For the past 20 years, birthing hospitals in the United States have required newborns to undergo a hearing-loss screening before leaving the hospital. Since the initial newborn hearing screening mandates, there has been much outcome research documenting the successes and barriers of the programs. However, we know little about the experiences of their parents during the time between screening and diagnosis. We propose that elucidating the parents’ experiences with newborn hearing-loss screening and diagnosis—via their own stories—is a first step toward understanding their varied experiences and has the potential to ultimately improve hearing healthcare for both children and their families. Thus, to better understand the early hearing screening and detection experience from hearing parents’ perspectives, we asked the following research question: what are parents’ experiences with their newborns' hearing-loss screening and diagnosis in the United States?
The present study employed a prospective, cross-sectional qualitative design.
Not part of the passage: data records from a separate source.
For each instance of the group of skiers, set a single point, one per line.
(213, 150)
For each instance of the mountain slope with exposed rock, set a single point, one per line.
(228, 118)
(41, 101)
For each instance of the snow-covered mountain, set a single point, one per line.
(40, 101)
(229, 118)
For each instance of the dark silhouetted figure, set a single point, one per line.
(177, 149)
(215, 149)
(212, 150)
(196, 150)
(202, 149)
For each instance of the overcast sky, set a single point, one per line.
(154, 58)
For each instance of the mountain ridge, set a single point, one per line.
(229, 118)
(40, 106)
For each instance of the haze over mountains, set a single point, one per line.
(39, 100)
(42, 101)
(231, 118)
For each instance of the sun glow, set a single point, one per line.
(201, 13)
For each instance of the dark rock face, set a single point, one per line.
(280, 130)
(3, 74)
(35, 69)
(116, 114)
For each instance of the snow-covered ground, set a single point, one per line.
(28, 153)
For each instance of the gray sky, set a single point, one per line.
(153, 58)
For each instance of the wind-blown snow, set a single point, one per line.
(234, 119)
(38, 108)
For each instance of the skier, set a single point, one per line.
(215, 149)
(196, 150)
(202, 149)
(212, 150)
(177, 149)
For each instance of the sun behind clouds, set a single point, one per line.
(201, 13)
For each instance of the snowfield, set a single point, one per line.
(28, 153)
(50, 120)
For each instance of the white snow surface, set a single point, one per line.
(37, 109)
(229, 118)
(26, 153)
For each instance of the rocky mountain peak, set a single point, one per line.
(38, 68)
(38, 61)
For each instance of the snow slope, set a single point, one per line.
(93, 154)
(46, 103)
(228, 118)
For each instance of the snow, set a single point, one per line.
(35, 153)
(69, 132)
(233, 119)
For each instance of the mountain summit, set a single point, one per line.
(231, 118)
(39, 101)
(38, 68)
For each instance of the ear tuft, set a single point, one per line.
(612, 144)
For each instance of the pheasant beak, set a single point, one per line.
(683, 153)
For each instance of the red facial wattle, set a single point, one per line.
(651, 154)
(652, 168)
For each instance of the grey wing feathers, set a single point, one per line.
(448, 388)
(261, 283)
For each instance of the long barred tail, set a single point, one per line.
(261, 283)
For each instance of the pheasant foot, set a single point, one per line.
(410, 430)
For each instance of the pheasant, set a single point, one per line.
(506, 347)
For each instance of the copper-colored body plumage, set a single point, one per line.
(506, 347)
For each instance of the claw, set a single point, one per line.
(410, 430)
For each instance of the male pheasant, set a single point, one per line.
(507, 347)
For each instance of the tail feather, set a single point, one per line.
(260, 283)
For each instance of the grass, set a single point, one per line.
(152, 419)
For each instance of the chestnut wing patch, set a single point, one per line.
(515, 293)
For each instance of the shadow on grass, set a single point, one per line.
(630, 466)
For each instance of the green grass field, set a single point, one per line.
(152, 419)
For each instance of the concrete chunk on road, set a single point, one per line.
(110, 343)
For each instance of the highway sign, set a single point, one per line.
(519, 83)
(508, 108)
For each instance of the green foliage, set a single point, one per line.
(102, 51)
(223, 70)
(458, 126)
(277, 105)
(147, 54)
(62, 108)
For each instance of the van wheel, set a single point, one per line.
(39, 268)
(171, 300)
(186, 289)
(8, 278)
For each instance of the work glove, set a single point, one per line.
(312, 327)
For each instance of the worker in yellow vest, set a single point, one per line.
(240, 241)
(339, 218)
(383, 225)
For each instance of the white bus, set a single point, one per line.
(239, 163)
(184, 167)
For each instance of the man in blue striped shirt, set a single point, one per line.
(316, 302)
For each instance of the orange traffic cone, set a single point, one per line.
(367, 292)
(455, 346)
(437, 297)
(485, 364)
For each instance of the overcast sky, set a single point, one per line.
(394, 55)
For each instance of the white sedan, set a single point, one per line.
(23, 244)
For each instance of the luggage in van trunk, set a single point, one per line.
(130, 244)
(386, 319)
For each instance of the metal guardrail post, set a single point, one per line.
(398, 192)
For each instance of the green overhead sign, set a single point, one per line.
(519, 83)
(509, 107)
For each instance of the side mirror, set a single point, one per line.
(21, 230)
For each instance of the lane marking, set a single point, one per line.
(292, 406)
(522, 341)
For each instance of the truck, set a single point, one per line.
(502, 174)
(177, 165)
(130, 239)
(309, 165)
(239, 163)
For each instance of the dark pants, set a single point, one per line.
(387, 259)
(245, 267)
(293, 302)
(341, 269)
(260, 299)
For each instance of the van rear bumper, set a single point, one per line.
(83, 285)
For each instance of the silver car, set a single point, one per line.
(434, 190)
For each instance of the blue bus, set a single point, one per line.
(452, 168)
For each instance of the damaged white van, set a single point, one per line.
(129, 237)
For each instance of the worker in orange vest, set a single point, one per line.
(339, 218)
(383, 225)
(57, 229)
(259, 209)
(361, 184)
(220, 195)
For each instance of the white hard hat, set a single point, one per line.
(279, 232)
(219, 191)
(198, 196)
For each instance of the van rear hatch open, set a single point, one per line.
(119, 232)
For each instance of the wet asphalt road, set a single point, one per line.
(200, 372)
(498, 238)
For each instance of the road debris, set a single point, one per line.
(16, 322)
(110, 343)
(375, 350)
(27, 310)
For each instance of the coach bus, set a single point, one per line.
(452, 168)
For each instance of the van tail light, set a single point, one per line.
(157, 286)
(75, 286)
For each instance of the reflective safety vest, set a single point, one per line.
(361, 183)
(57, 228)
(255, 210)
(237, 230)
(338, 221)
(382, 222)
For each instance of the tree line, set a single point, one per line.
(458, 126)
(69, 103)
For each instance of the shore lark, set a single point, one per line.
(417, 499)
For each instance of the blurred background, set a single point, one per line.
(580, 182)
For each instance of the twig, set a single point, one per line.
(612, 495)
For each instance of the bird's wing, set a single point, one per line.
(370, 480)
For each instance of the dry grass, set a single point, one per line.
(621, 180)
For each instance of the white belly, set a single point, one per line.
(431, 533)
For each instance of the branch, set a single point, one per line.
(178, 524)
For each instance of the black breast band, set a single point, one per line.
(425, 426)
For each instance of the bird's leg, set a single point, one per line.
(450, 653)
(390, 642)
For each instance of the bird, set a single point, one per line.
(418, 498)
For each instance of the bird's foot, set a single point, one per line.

Specifically, we gathered stories from 13 hearing parents who each have a child born in the United States and diagnosed with hearing loss no later than 14 mo of age between the years of 2016 and 2020. We used thematic analysis to uncover common themes across parent narratives. Saturation was reached at interview no. 4; thus no further sampling was needed.
Two major themes emerged from the data: (1) hearing healthcare experiences and (2) parents’ early experiences during the period between their child’s newborn hearing-loss screening and diagnosis. Subthemes were also uncovered. Three emergent subthemes related to health-care experiences included: (1) downplayed newborn hearing screening referrals, (2) clinician-centered care, and (3) medical expenses and health coverage. The three subthemes of the second theme were as follows: (1) parent-to-parent support, (2) “mom guilt,” and (3) a new reality.
The present study’s narrative accounts from parents about their infants’ early hearing detection experiences revealed several, different subthemes that emerged from the same, mandated newborn experience in US families. These findings highlight important moments throughout the hearing-loss screening and detection process, which could benefit from more effective, family-centered hearing healthcare. This knowledge also facilitates the field’s move toward improved education of future and current providers and regarding family-centered approach, which could address concerns and expectations of new parents at the very start of their newborns’ hearing-loss journeys.